In a paper published online last month by The American Journal of Political Science, Gregory Huber, ISPS faculty fellow and chair of the Department of Political Science, and his colleagues show that partisans prefer people who agree with them on the substance of a policy even if that policy deviates from the party’s official or more widely held position. The authors estimate that policy agreement has at least twice as great an effect on people’s evaluations of others than party loyalty.

“There is an enduring debate among political scientists trying to figure out why people like members of their party more than members of the opposing party,” Huber said. “Is it because they prefer people who agree with them on policy issues? Or is it more about sharing a partisan identity? What happens if someone is disloyal to the party?”

In this study, the authors show that a partisan prefers a person they agree with even when they are being disloyal to the party they both identify with.

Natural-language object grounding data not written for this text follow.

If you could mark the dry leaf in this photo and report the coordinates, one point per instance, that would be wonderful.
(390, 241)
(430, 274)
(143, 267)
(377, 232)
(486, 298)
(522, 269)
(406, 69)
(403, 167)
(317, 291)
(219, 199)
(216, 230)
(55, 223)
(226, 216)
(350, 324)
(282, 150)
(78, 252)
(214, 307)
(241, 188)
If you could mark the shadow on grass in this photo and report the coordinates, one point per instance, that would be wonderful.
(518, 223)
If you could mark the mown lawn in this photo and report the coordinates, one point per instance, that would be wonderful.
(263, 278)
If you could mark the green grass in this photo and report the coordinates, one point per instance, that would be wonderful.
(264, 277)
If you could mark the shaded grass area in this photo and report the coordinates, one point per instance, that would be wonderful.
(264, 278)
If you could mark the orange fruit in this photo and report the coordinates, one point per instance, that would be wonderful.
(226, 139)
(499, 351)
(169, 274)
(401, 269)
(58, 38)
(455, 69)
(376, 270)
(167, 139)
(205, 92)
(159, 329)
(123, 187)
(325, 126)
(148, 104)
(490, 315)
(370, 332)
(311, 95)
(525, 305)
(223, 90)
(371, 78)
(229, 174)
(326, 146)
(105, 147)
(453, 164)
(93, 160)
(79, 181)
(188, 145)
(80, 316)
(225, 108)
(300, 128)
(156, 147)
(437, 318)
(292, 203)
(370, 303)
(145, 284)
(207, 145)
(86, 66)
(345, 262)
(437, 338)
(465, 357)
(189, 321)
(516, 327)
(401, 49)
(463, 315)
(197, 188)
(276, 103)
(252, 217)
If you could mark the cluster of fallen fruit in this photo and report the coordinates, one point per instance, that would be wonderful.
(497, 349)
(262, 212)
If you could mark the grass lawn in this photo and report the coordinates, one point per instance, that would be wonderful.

“For example, an anti-abortion Democrat would be more likely to like an anti-abortion Democrat, even though that person is being disloyal to the Democratic party’s position,” Huber said. “They are both being disloyal, and — for them — it is more important that they agree.”

Huber conducted and co-wrote the study with Lilla Orr, an assistant professor of data science and statistics at the University of Richmond and a former fellow with ISPS and the Center for the Study of American Politics, and Anthony Fowler, a professor in the Harris School of Public Policy at the University of Chicago.

The authors note how difficult it can be to tease apart the sources of affection among co-partisans, demonstrating through experimentation “that information about partisan identity influences beliefs about policy positions, and information about policy positions influences beliefs about identity and other policy positions.” To further disentangle these effects, they recommend “close engagement with theory, creative research designs, and honesty about what we can and cannot learn from different analyses.”

Huber considers the findings optimistic for efforts to reduce partisan animosity, compared with an alternative, lacking convincing evidence, in which partisan disagreement is rooted in an intractable sense of identity.

“If members of one party think of themselves as Americans but the other party is not, we have made political opponents into members of an out-group and othered them in ways that are not easily overcome,” Huber said. “But if the reason we disagree is just because we disagree about issues, I don’t think that should concern us as much. We disagree with people all the time. But based on these findings, at least we can consider us all Americans — that we are all in this together and need to find some commonality.”

He said disagreement can be healthy, so long as we disagree about issues without stigmatizing our opponents or disengaging in the political process.

“I don’t know if we should always agree,” Huber said. “If we always agree, we don’t need politics.”